The primary colors? Something was un-level in this guy’s thinking, but for some reason I didn’t feel warned off the man. Still, he needed to be set straight. “His name’s Charley. I better go and get this whackjob horse of mine unloaded somewhere for the night.”
“Where are you going?”
“I don’t know. I just need to park and let him be on some grass for a while.”
“There’s a pasture at my place. I’m about two miles down the road.” He pointed as though he really believed he was in two places at the same time.
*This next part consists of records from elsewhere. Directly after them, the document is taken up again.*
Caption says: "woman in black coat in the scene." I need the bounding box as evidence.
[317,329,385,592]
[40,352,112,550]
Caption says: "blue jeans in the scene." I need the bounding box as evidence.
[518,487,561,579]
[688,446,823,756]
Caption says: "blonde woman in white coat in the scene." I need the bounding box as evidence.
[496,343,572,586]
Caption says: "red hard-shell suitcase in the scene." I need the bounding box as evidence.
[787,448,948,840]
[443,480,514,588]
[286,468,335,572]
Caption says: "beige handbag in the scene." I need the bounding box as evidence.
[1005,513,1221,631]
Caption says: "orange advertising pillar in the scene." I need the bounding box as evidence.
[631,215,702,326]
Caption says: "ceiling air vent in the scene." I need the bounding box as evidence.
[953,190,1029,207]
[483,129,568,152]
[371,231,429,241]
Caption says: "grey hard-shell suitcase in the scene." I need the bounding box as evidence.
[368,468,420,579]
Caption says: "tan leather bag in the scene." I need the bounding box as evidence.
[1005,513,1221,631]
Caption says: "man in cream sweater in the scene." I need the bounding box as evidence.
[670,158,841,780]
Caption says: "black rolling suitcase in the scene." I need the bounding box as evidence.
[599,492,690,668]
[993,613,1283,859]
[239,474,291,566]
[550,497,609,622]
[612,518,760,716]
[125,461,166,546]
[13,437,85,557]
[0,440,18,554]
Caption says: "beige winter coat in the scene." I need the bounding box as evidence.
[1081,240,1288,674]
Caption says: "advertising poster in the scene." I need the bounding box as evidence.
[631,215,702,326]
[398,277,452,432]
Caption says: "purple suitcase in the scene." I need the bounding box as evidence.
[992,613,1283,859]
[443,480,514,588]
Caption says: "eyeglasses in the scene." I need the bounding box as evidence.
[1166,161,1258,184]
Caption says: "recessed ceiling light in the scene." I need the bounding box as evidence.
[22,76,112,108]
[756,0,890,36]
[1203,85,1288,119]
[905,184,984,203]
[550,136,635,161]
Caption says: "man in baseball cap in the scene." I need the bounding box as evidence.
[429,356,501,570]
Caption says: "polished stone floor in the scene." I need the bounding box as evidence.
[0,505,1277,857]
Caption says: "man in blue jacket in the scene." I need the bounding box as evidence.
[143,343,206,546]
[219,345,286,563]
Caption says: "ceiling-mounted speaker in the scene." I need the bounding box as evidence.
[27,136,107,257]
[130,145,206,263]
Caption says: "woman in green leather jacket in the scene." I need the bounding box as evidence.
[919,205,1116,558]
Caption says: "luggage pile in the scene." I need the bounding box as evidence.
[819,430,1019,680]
But the thing of it was, I didn’t know where I was going to park. I was just hoping for a grassy field somewhere. Red pickets okay—I’d taught him all his ground manners when he was young—and I was going to sleep in Ol’ Blue’s cab of course, but hey, a pasture a couple miles down the road sounded pretty soon. So I’d followed this Guy fellow down to his keep, looked it over, and knew we’d be okay for the night.
Red started screaming as soon as I stopped at Guy’s place and the kicking recommenced, too. Then I made to unload.
“You’re not going in there, are you?” Guy looked horrified. I wasn’t so keen on it myself, but it wasn’t my trailer and it was my horse, so them’s, as they say, the breaks.
All this was before I knew enough about the man to see that some folks would later be inclined to call him my foo-foo boyfriend. It was before I knew he’d memorized every show tune and sings parts of every song, but with the wrong words. Before I knew I’d be living in his garage. Before I started digging myself into Butte County in general and the little town of Cowdry in particular as a professional horseshoer on her own.